178 Conn. App. 575
Conn. App. Ct.2017Background
- Defendant Tyriece S. Fuller was convicted after a jury trial of multiple offenses including conspiracy to steal a firearm, conspiracy to commit larceny, several narcotics offenses (including within 1500 feet of a school), and criminal possession of a firearm. One burglary conspiracy charge was dismissed at trial.
- Charges arose from controlled purchases and a task force investigation in Bridgeport in 2012. Defendant did not testify at trial.
- Defense counsel requested permission under Practice Book § 40-10 to provide the defendant with redacted copies of the state’s disclosure; trial judges denied those requests, citing security and prior rulings.
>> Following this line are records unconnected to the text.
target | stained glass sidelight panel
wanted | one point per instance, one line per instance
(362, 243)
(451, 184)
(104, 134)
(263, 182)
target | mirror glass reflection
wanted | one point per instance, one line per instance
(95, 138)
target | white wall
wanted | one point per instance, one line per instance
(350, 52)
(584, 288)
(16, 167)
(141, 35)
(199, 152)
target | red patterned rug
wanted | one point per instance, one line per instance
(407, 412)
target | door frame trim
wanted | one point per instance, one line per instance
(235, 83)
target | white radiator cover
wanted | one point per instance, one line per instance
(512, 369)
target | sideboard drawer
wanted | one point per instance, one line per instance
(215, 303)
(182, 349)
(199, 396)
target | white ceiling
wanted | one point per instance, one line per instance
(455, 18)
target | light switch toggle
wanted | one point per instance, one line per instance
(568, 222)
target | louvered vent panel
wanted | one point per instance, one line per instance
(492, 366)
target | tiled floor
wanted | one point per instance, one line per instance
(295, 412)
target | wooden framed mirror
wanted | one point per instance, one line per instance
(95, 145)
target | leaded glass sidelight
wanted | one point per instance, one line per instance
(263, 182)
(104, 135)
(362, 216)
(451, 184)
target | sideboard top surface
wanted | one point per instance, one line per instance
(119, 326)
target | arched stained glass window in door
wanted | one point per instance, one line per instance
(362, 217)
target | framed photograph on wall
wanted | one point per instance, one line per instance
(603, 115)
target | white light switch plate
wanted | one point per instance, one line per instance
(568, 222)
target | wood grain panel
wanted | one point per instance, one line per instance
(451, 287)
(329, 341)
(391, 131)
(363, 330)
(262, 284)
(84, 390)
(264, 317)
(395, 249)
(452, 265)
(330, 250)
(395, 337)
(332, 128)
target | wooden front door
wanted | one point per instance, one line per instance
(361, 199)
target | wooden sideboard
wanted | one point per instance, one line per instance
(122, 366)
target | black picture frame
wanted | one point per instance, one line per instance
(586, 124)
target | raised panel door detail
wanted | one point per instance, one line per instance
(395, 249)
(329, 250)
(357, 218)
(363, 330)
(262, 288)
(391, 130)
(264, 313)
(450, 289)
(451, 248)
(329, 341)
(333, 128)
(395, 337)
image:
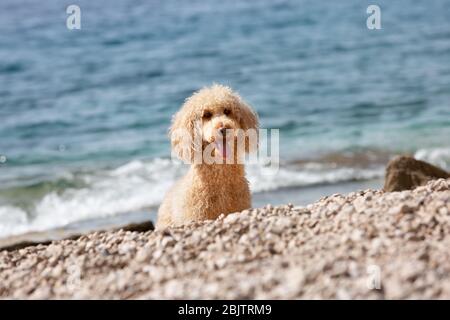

The defendant reviewed disclosed materials in counsel’s presence and via other means (FOIA, courthouse review, attorney review in jail).
- After conviction, Fuller argued on appeal that denying him personal possession of discovery violated his federal and state constitutional rights (counsel, due process, fair trial), and alternatively that the trial court abused its discretion or committed structural error.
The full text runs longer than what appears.